Setelah serangkaian gelar perkara, 13 Agustus 2025 Kejagung mengumumkan Iwan Kurniawan Lukminto sebagai tersangka ke-12 dan menahannya selama 20 hari untuk kepentingan penyidikan. Tahap berikutnya lazim mencakup pendalaman aliran dana, pemeriksaan ahli manajemen risiko perbankan, dan penghitungan kerugian negara final oleh auditor negara. Bila berkas dinyatakan lengkap (P-21), perkara dilimpahkan ke penuntutan dan disidangkan. Di titik ini, ruang publik akan melihat secara utuh dokumen dakwaan serta alat bukti yang mengikat peran masing-masing pihak.
Langkah Hukum terhadap Iwan Kurniawan Lukminto
Berdasarkan praktik penanganan perkara sejenis, ada tiga skenario yang biasanya ditempuh penyidik dan penuntut. Pertama, penelusuran aset untuk memetakan potensi pemulihan kerugian negara—mulai dari freezing rekening hingga penyitaan aset terkait, sebelum dihadapkan pada mekanisme perampasan berdasarkan putusan. Kedua, pendalaman kesesuaian agunan: apakah nilai jaminan mengimbangi eksposur kredit atau justru menyisakan gap besar. Ketiga, uji tanggung jawab korporasi: apakah keputusan kredit memang merupakan kebijakan bisnis murni atau melampaui batas wajar sehingga memenuhi unsur pidana.
Pada sisi pembelaan, tim hukum Iwan Kurniawan Lukminto kemungkinan mengedepankan argumen business judgment rule, menyoroti dinamika pasar tekstil pasca-pandemi, lonjakan biaya energi, dan siklus ekspor yang fluktuatif. Namun, di ranah tipikor, dewan hakim akan menilai keterkaitan langsung antara keputusan bisnis, kewenangan, dan kerugian—sehingga pembuktian faktual menjadi penentu akhir. Apa pun hasilnya, publik berhak mendapat proses yang transparan dan berbasis dokumen, bukan asumsi.
Wajib Tahu:
Iwan Kurniawan Lukminto: Direktur Utama Sritex (sejak 2023), tersangka ke-12; ditahan 20 hari.
Kluster bank yang disorot: Bank BJB, Bank DKI, Bank Jateng.
Estimasi kerugian ±Rp1,08 triliun; pasal UU Tipikor Pasal 2/3 jo Pasal 18 dan Pasal 55 KUHP.

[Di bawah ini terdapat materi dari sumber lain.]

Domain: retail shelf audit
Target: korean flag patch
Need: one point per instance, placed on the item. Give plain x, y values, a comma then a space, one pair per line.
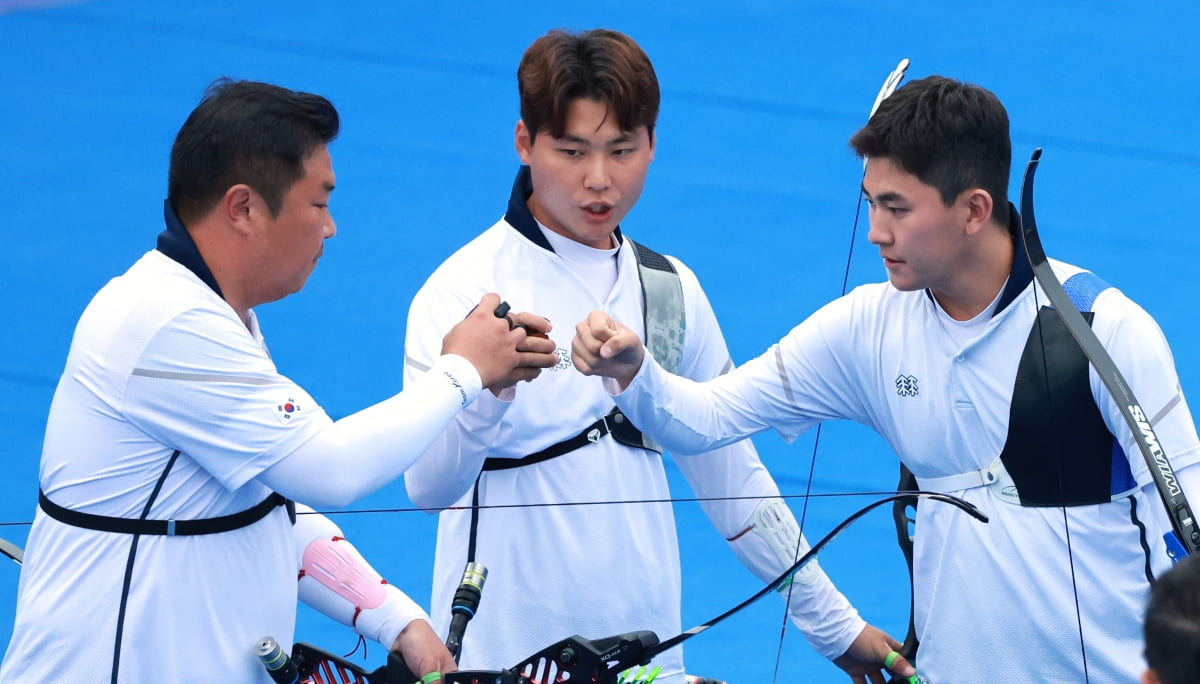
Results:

Iwan Setiawan Lukminto lebih dulu jadi tersangka pada Mei 2025.
Kesimpulan
Kasus Sritex memperlihatkan bagaimana simpul kredit korporasi—governance—akuntabilitas saling bertaut. Penetapan Iwan Kurniawan Lukminto sebagai tersangka membuat sorotan publik mengarah ke ruang rapat direksi dan meja komite kredit bank. Di sinilah pengadilan akan menjawab: apakah keputusan yang diambil adalah kebijakan bisnis yang keliru, atau penyalahgunaan kewenangan yang memenuhi unsur pidana. Hingga putusan jatuh, yang paling sehat adalah berpegang pada dokumen resmi dan mengikuti alur hukum—sebab kepastianlah yang dibutuhkan karyawan, pemasok, investor, dan masyarakat luas.